(b) Mitochondrial diversity
Globally, average mitochondrial genetic diversity was higher in the western Pacific Ocean and lower along North American and European coastlines (Fig. 2A & B, S4A & B). For both Hdand π, diversity peaked at low-to-mid latitudes and declined towards the poles, particularly in the Northern hemisphere (Fig. 2A & B, S7A & B). Diversity was also consistently higher in the Coral Triangle and elsewhere in the western Indo-Pacific (Fig. 3A & B). For mitochondrial genetic diversity (either Hd or π), we found that all latitude and longitude models performed better than the baseline (null) model (Table 1). Latitude, absolute latitude, and longitude were significant predictors of mitochondrial genetic diversity (Table 1, Fig. S8). As expected, Hd increased consistently with the length of the locus in base pairs (Fig. S9) and decreased towards species range edges (although π did not) (Fig. S10).
Both environmental drivers were significantly correlated with mitochondrial genetic diversity (Hd and π) and performed better than the null model (Table 2). Sea surface temperature was positively related with mitochondrial diversity (Fig. 4A & B), while chlorophyll-a concentration followed a quadratic relationship with diversity highest at mid-to-upper chlorophyll-a concentrations (5-10 mg/m3) (Fig. 4D & E).

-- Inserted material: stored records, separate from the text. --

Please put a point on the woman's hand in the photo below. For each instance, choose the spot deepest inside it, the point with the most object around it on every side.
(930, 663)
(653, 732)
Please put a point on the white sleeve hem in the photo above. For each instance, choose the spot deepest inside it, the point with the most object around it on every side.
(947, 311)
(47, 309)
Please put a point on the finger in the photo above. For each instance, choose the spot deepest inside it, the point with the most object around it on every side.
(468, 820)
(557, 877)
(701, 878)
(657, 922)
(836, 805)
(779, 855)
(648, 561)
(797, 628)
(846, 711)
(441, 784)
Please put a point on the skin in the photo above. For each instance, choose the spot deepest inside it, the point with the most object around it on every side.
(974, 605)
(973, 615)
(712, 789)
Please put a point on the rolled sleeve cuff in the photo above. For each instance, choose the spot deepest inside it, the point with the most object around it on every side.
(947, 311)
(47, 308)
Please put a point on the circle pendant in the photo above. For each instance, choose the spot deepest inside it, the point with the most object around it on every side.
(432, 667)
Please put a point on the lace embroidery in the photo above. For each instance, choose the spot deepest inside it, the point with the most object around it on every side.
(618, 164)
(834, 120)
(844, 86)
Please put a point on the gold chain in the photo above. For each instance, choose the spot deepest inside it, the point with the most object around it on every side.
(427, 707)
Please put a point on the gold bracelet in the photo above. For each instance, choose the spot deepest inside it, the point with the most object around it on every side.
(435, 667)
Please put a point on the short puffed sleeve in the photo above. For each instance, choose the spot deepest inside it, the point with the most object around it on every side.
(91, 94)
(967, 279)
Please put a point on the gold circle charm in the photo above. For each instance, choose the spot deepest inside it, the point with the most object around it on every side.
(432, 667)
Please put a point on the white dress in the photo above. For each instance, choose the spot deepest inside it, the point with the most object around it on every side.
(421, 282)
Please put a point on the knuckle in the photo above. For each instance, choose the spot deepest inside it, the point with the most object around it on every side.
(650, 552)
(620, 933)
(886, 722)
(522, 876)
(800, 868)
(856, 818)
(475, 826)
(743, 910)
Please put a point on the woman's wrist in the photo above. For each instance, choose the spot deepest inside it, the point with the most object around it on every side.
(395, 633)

When looking at how these global patterns differed across a subset of families represented in our dataset, we found substantial variation. While the majority of the 10 families followed the same overarching patterns (e.g. reduced mitochondrial genetic diversity at higher latitudes, increased diversity at elevated SST, and a quadratic relationship with chlorophyll-a concentration), several did not (Fig. S11-S13). Gadidae (cods) and Sebastidae (rockfishes) showed elevated mitochondrial diversity at higher latitudes and lower SST for bothHd and π, while the relationships between latitude and SST varied in Carcharhinidae (requiem sharks), Engraulidae (anchovies), and Rajidae (skates) by marker type.